Every board game hobbyist eventually has games they want to sell or trade. Board games hold value differently than other media — some appreciate, most depreciate, and a few become investments.
Use our board game value calculator to estimate fair market price. Factor in condition, popularity, and completeness. Sell through the right platform for your price point.
Why Condition Grades Are Not Linear
Most sellers treat condition as a sliding scale, but buyers do not experience it that way. A game with a torn rulebook or a missing promo token is not a slightly-worse version of a complete copy: it is a different product. Buyers who discover a missing component after purchase leave negative feedback and request refunds, which costs you far more than the discount would have earned.
Before you price anything, do a complete punch-out audit. Lay every component against the insert or the back of the rulebook's component list. Mark what is present, what is damaged, and what is absent. This single step separates sellers who move collections quickly from sellers who stall for months at prices nobody will pay.
Understanding the Price Ceiling Problem
A common mistake is anchoring your price to the highest completed eBay sale you can find. Completed sales include outliers: a buyer who did not do research, a lot that included a desirable out-of-print expansion, or a holiday spike. The relevant number is the median of recent completed sales for a comparable copy, not the peak.
Retail price is a ceiling, not an anchor. Even a sealed, shrink-wrapped copy of a game that has been reprinted three times will not fetch full retail unless the reprint is out of stock everywhere. Check current in-stock prices at major retailers before you set your floor. If Amazon has it new for $45, your sealed copy is not worth $50.
Worked Example: Pricing a Used Strategy Game
Suppose you have an opened copy of a well-regarded strategy game, BGG ranking around 80, currently in print at a retail price of $60. Here is how to work through the math:
- Start at 60% of retail: $36. This is your baseline for a complete, good-condition copy.
- Adjust for condition: Minor shelf wear, no damage to cards or boards? Stay at $36. Punched tokens with creases or faded card sleeves already on? Drop to $28-30.
- Adjust for demand tier: Top-100 BGG with an active player base? Add 10-15%. Ranked 500+? Subtract 10%.
- Choose the right platform: For a $36 game, eBay fees (roughly 13% plus shipping) may eat most of your margin. Facebook Marketplace or a local game store trade toward store credit may net you more usable value.
The point of the exercise is not to arrive at an exact figure but to make your reasoning visible and consistent so you are not repricing the same listing four times over three months.
The Bundle Calculus
Bundling works because it shifts the work of selling from you to the buyer. Instead of ten separate listings, ten separate shipping boxes, and ten separate negotiations, you handle one transaction. The buyer gets a collection at a per-game price below what they would pay individually, which makes the purchase feel like a win even if the total spend is higher than they planned.

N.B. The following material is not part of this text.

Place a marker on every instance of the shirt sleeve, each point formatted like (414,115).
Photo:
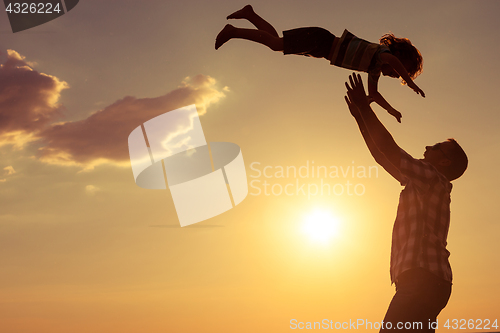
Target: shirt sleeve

Effective bundles share a theme: weight class (all light filler games), mechanism (all deck builders), or player count (all two-player games). A random mix of unrelated games is harder to move because no single buyer identifies with all of it. A bundle of five gateway games is easy to pitch to someone setting up a game shelf for the first time.
When to Stop Waiting and Just Sell
Holding costs are real even when they are invisible. Shelf space, the mental overhead of an unresolved listing, and the slow decline in a game's cultural relevance all erode the value of waiting. A game that is hot today because of a viral video or a recent award nomination will not be hot in eight months.
A useful rule: if a listing has received fewer than three serious inquiries after 30 days at your researched price, lower by 15% and reset the clock. If it has not moved after another 30 days, either bundle it or donate it. The opportunity cost of the space and attention exceeds the incremental recovery from holding out.
Common Mistakes to Avoid
- Pricing from memory. You bought the game for $80 three years ago. That is irrelevant to today's market.
- Ignoring shipping weight. A heavy euro game priced at $40 with $18 in shipping will not sell when a buyer can find a local copy. Either build shipping into the price or list locally.
- Skipping photos of the insert. Buyers worry about missing pieces. A clear photo of every tray full of components removes that concern immediately.
- Listing games nobody wants to own twice. Some games are played once and passed on for a reason. If every copy on eBay has been sitting unsold for months, the market is telling you something.